In the last decade and a half, the ousters of numerous national leaders and mass street protests in Eurasian and Middle Eastern capitals have taken scholars and policymakers by surprise. Political outcomes are challenging to predict, but by examining events in Kyrgyzstan in 2005 and 2010 and Ukraine in 2004 and 2013, we can see that attention to subnational influences helps. By introducing new leadership or reviving civil society, these events create political openings for greater democracy. By improving their ability to anticipate such events, local and foreign activists and policymakers could be better prepared to take advantage of these openings.
Events outside of national capitals can be precursors and facilitators of national political openings. They can be precursors in the sense that they contribute to later national upheavals. Subnational precursors include early local protests, framing of demands, local elite defection, and local election fraud. Other subnational developments, such as simultaneous local protests and the recruitment and movement of protestors, are facilitators of national political openings. These subnational developments do not precede extraordinary events in the capital but coincide with them and help fuel them. Monitoring concurrent subnational developments may help indicate when events in the capital will escalate into national political openings.

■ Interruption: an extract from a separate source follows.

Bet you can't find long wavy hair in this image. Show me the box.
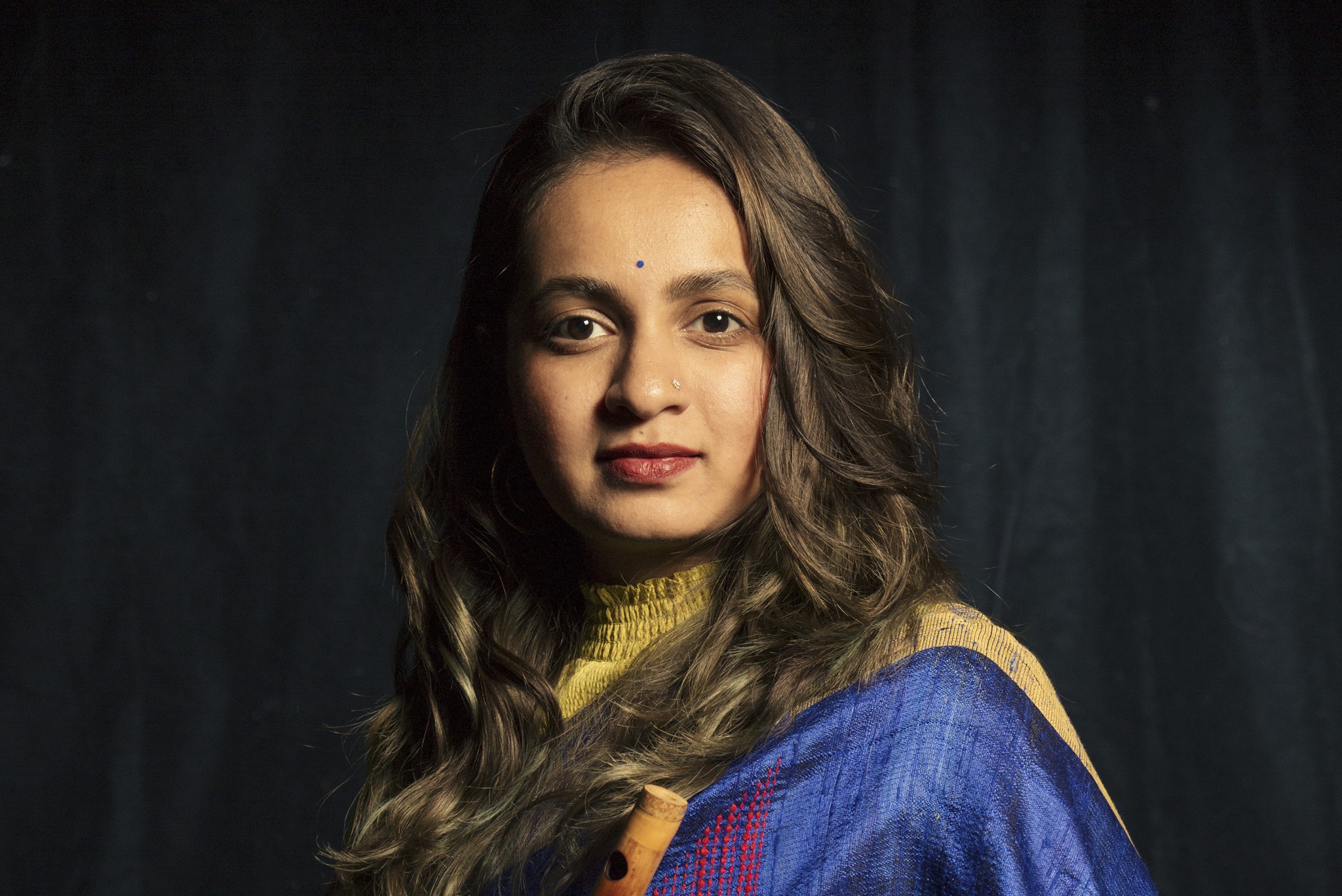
[326,54,954,896]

Precursors of National Political Openings
Of the precursors, local protests are particularly important because they can encourage mass demonstrations in the national capital. Combined, local and national protests can revive civil society and possibly remove national leaders.
Consider Kyrgyzstan in 2010. There were local protests in outlying towns before demonstrations in the capital resulted in the ouster of President Kurmanbek Bakiyev. In February, two months prior to the ouster, an estimated 1,500 protestors filled the streets of the remote eastern town of Naryn demanding the government reverse price increases and plans to privatize energy firms. The numbers had grown to 3,000 by the time people returned to the streets in March. A month later, a protest erupted in the northern region of Talas and demonstrators occupied the regional government building. A wave of demonstrations followed with protestors taking over district and regional government buildings in the regions of Chui, Jalal-Abad, and Issyk-Kul. Protests also spread to the capital Bishkek and Bakiyev fled.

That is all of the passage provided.